朝日健二さんは「孤立死のない地域を創る」と題した講演の中で、「人間に値する生活」を求めてたたかった朝日訴訟の経過にふれながら、今日の最低生活水準がこの訴訟を初めとする国民の長年の努力の成果で到達したものであることを語りました。そして、保護基準は「健康で文化的な最低限度の生活」の「ものさし」であるとしました。また、現在の生保制度や「境界層減免」などの制度にもふれ、あらゆる角度から人権を守る知恵を出していこうと語られました。

「朝日訴訟」は一審東京地裁で勝訴し生存権を正面から議論するものとなりましたが、二審で敗訴。
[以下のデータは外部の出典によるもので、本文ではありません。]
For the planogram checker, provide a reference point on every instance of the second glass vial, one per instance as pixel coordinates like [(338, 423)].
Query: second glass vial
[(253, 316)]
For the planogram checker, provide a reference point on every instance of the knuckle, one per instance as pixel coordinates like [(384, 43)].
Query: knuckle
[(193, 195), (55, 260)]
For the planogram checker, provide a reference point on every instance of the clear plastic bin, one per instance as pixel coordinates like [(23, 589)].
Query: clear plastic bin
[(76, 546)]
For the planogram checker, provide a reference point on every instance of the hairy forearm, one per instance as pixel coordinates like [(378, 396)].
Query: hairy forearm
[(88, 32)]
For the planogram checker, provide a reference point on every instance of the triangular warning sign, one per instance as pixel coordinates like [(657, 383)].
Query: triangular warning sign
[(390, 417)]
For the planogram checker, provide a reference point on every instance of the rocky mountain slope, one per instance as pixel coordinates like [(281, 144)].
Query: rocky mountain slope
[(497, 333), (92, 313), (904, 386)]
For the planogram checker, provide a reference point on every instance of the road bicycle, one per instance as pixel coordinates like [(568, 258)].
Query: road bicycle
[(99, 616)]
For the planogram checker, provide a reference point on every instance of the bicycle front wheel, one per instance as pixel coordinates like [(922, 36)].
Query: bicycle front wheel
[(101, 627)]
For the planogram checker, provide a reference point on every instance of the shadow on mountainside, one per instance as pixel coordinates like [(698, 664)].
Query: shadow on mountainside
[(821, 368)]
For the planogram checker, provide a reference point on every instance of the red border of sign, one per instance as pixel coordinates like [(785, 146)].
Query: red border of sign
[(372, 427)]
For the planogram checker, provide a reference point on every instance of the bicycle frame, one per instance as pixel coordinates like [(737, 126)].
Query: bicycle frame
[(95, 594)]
最高裁での争いは途中で朝日茂さんが亡くなります。その裁判を朝日健二さんご夫婦が引き継いでたたかいましたが、最高裁は「保護を受ける権利は相続できないとし、本人の死亡により訴訟は終了した」との判決を下しました。

講演会場では、朝日訴訟の一審判決を書いた、当時の左陪席裁判官・小中信幸さんの手記が紹介されていました。3人の裁判官のうち、一番若手の「左陪席」裁判官が草稿を手がけるのが法曹界のルールなのだそうです。手記は、一審東京地裁での、裁判官たちの憲法と向き合った真摯な態度が伝わります。小中さんは、「朝日訴訟」の東京地裁判決の後、国際的な渉外法務という分野の弁護士として長く活躍されましたが、「朝日訴訟」での一審判決起案原稿をずっと大事に保管されていました。判決から50年を経た2010年、その草稿を「朝日訴訟の会」に寄贈されました。この草稿には、憲法感覚に鋭い方だと小中さんが尊敬していた浅沼裁判長による鉛筆書きの加筆もあるそうです。